A new edition of the acclaimed anthology―the most comprehensive collection of twentieth-century poetry in English available. "The most acute rendering of an era's sensibility is its poetry," wrote the editors in their preface to the first edition. Thirty years later, this thorough and sensitive revision freshly renders the remarkable range of styles, subjects, and voices in English-language poetry, from Walt Whitman and Thomas Hardy in the late nineteenth century to Carol Ann Duffy and Sherman Alexie in the twenty-first century.
With 195 poets and 1,596 poems, The Norton Anthology of Modern and Contemporary Poetry richly represents the major figures―Yeats, Frost, Stevens, Williams, Hughes, Olson, Bishop, Larkin, Plath, Rich, Heaney, and Walcott, among others. It also gives full voice to postcolonial and transnational poets, ethnic American poetries, experimental traditions, and the long poem. Each volume concludes with a Poetics section that provides essential contexts for reading the poems.

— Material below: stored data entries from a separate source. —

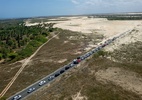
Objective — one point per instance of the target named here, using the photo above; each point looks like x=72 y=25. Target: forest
x=18 y=41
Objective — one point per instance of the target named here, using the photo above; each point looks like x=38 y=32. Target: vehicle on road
x=71 y=65
x=30 y=90
x=66 y=68
x=57 y=74
x=41 y=83
x=50 y=78
x=62 y=71
x=17 y=97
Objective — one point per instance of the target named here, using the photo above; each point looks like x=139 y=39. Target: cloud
x=75 y=1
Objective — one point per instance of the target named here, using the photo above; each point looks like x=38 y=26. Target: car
x=62 y=71
x=83 y=57
x=66 y=68
x=50 y=78
x=41 y=83
x=30 y=90
x=75 y=61
x=78 y=57
x=103 y=45
x=57 y=74
x=71 y=65
x=17 y=97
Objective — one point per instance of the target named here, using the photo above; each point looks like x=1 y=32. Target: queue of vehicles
x=67 y=67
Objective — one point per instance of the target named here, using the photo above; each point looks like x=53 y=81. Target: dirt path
x=21 y=69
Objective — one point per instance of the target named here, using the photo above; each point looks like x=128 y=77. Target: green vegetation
x=18 y=41
x=119 y=16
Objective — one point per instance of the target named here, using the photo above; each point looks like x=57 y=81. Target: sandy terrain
x=96 y=25
x=132 y=37
x=126 y=79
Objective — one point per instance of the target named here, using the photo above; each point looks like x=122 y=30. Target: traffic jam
x=65 y=68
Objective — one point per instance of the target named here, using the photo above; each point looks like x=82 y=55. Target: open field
x=87 y=81
x=58 y=52
x=115 y=76
x=101 y=78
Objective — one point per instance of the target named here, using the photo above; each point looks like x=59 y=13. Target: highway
x=51 y=77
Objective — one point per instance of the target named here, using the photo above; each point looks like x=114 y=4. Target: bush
x=0 y=56
x=12 y=55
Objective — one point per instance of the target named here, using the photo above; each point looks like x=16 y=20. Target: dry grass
x=83 y=78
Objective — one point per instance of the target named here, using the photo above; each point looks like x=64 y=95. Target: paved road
x=24 y=93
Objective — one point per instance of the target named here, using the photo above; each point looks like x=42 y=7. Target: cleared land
x=87 y=81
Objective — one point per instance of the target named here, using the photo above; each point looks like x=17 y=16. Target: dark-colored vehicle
x=30 y=90
x=78 y=57
x=57 y=74
x=103 y=45
x=17 y=97
x=71 y=65
x=82 y=58
x=66 y=68
x=75 y=61
x=41 y=83
x=50 y=78
x=62 y=71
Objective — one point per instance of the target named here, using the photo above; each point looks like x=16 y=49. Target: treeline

With substantially new introductions, headnotes, annotations, and bibliographies by the award-winning scholar and teacher Jahan Ramazani, this anthology is indispensable for all who love poetry. Two volumes, slipcased.
I think I read half this book in one night on cocaine in an OK Motor Inn. I'll never do that again. But there's no reason to keep you from doing it better. It's a pricy book, about $100, and closer to five weeknights put together. Caveat Emptor!

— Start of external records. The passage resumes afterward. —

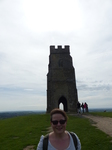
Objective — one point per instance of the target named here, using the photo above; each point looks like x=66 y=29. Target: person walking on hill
x=78 y=107
x=59 y=138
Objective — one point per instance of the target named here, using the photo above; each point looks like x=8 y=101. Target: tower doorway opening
x=62 y=103
x=61 y=106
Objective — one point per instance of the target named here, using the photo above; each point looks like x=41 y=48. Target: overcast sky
x=29 y=27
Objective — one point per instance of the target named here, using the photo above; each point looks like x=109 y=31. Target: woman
x=59 y=138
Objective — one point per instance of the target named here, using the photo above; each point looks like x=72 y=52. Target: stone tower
x=61 y=83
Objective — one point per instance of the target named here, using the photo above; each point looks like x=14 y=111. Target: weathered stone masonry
x=61 y=82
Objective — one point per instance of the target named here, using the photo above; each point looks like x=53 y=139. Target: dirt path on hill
x=102 y=123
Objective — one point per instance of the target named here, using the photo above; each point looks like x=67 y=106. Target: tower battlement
x=59 y=49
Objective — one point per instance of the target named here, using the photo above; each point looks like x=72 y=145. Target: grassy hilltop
x=19 y=132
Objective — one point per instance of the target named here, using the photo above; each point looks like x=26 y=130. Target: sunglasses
x=55 y=122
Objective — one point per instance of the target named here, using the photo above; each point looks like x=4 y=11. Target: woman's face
x=60 y=126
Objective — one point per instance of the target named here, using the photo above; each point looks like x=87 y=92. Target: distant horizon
x=45 y=110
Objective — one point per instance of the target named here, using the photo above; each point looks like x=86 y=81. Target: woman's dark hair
x=58 y=111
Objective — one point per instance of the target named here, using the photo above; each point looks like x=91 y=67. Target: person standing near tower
x=59 y=138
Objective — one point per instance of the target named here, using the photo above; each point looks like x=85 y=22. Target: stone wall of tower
x=61 y=80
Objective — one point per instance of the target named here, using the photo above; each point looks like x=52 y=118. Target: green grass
x=19 y=132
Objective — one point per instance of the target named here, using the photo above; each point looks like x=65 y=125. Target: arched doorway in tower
x=63 y=102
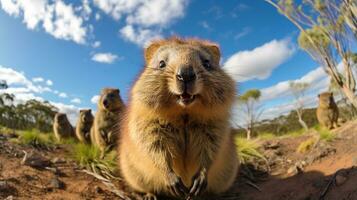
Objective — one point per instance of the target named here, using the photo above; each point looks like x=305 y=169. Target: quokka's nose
x=186 y=74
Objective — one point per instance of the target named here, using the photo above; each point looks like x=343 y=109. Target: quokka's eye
x=162 y=64
x=206 y=64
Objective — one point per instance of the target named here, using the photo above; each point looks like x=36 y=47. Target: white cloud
x=317 y=78
x=62 y=95
x=49 y=82
x=259 y=62
x=245 y=31
x=38 y=79
x=96 y=44
x=76 y=100
x=71 y=111
x=57 y=18
x=107 y=58
x=95 y=99
x=144 y=19
x=205 y=25
x=139 y=36
x=15 y=78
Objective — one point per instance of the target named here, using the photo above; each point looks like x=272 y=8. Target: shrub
x=306 y=145
x=247 y=150
x=88 y=156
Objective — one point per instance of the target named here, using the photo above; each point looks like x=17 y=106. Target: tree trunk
x=249 y=132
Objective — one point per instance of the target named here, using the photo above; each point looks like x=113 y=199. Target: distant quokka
x=62 y=128
x=327 y=111
x=84 y=125
x=106 y=120
x=175 y=138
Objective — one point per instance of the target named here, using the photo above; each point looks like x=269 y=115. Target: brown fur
x=84 y=125
x=327 y=111
x=61 y=127
x=106 y=119
x=163 y=140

This is a truly wonderful anthology-- Nortons are the best. I got this for a class last semester and kept it. It is a two volume set, with one volume of modern poetry (from late 1800's to 1980's) and one volume of contemporary poetry (from 1940's to present). I know the dates overlap, but 'modern' and 'contemporary' are two different poetic idioms that overlapped quite a bit in transition. Modern poetry-- think Ezra Pound, Edna St. Vincent Millay, William Butler Yeats. Contemporary-- think Gwendolyn Brooks, W. S. Merwin, Sylvia Plath. Some especially good things about this anthology are the sheer number of poets represented, the section of poetics (writings about poetry by poets), and the thoughtful and enlightening biographical material (much better than in most anthologies).
Anthologies are mostly worthless (unless edited by Rothenberg and in a few other cases). I chose this one for my poetry lit course mostly for the price of a new edition and availability of used editions, but also because it includes decent selections of Loy, Riding, Zukofsky, Oppen, Olson, Duncan, Brathwaite, Lorde, Hejinian, and Susan Howe, to go along with the predictable standards. Also, I like the prose excerpts at the back. I'd like to use something more daring, such as Revolution of the Word or volume one of Poems for the Millennium, but for an intro class I'm going to ease in with this one. I tried the Oxford and other anthologies in my intro to creative writing classes, but they all seem more politically-motivated than this one--as far as the less daring, large-print run anthologies go.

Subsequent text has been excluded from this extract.